Evite el brillo excesivo: Haga que los calentadores de baño sean realmente cómodos
¿Alguna vez ha entrado en un baño equipado con uno de esos calentadores por infrarrojos y ha sentido como si estuviera mirando directamente al sol? Es molesto. Esas lámparas emiten una gran cantidad de luz, incluyendo luz UV e luz visible de alta intensidad, lo cual puede ser demasiado para los ojos. Si tiene niños o bebés en casa, ese tipo de brillo no solo es molesto, sino que también debe evitarse.
Cómo solucionarlo
Utilizamos vidrio de cuarzo especial, recubierto con un material que funciona como escudo. Este recubrimiento bloquea la luz azul intensa y dirige la energía hacia el rango del infrarrojo cercano. ¿Qué significa eso para usted? Significa que el calor llega directamente a su piel, y no a sus retinas. Así, disfruta del calor sin que la luz blanca cegadora le lastime los ojos mientras intenta despertarse.

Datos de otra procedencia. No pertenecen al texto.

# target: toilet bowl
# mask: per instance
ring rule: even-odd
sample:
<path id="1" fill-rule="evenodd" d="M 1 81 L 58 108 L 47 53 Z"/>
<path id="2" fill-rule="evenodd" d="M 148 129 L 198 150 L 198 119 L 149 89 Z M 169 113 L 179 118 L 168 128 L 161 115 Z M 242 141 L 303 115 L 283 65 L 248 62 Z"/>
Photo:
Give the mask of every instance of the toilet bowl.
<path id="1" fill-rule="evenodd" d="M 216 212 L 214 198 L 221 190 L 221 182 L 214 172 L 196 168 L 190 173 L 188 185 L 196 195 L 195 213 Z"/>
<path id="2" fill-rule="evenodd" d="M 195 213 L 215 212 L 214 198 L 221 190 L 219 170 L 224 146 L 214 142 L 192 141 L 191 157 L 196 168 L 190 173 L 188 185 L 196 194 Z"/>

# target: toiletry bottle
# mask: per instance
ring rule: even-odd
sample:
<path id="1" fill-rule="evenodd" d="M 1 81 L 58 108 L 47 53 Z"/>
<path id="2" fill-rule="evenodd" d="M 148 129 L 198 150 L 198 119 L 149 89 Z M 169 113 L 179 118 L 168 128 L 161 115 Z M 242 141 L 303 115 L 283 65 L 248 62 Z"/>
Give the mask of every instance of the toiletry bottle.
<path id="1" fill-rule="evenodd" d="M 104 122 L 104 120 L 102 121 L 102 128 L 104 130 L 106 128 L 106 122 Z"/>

El equilibrio entre calor y luz
Para calentar rápidamente una habitación, estas lámparas necesitan mucha energía. Pero si se aumenta demasiado la intensidad de la luz, esta se vuelve demasiado intensa. Pasamos mucho tiempo ajustando la mezcla de tungsteno y gas halógeno dentro de las lámparas. De esta manera, el filamento no se quema y se mantiene un brillo “suave”. Claro, la luz no es tan brillante como la de un foco, pero en un baño, ¿quién quiere un foco tan intenso? Preferimos que se sienta cómodo, en lugar de sentirse como si estuviera bajo una luz demasiado intensa.
Instalación adecuada
Una vez que está listo para instalarlas en el techo, el reflector es clave. Piénselo como una linterna: un buen reflector parabólico dirige todo el calor hacia donde realmente se necesita. Si está inclinado unos grados incorrectamente, solo se calentará el techo y existe el riesgo de que el dispositivo se dañe. Asegúrese de que los dispositivos puedan soportar la potencia adecuada. Nadie quiere que el disyuntor se cortocircuite o que el marco de plástico se derrita mientras está tomando una ducha.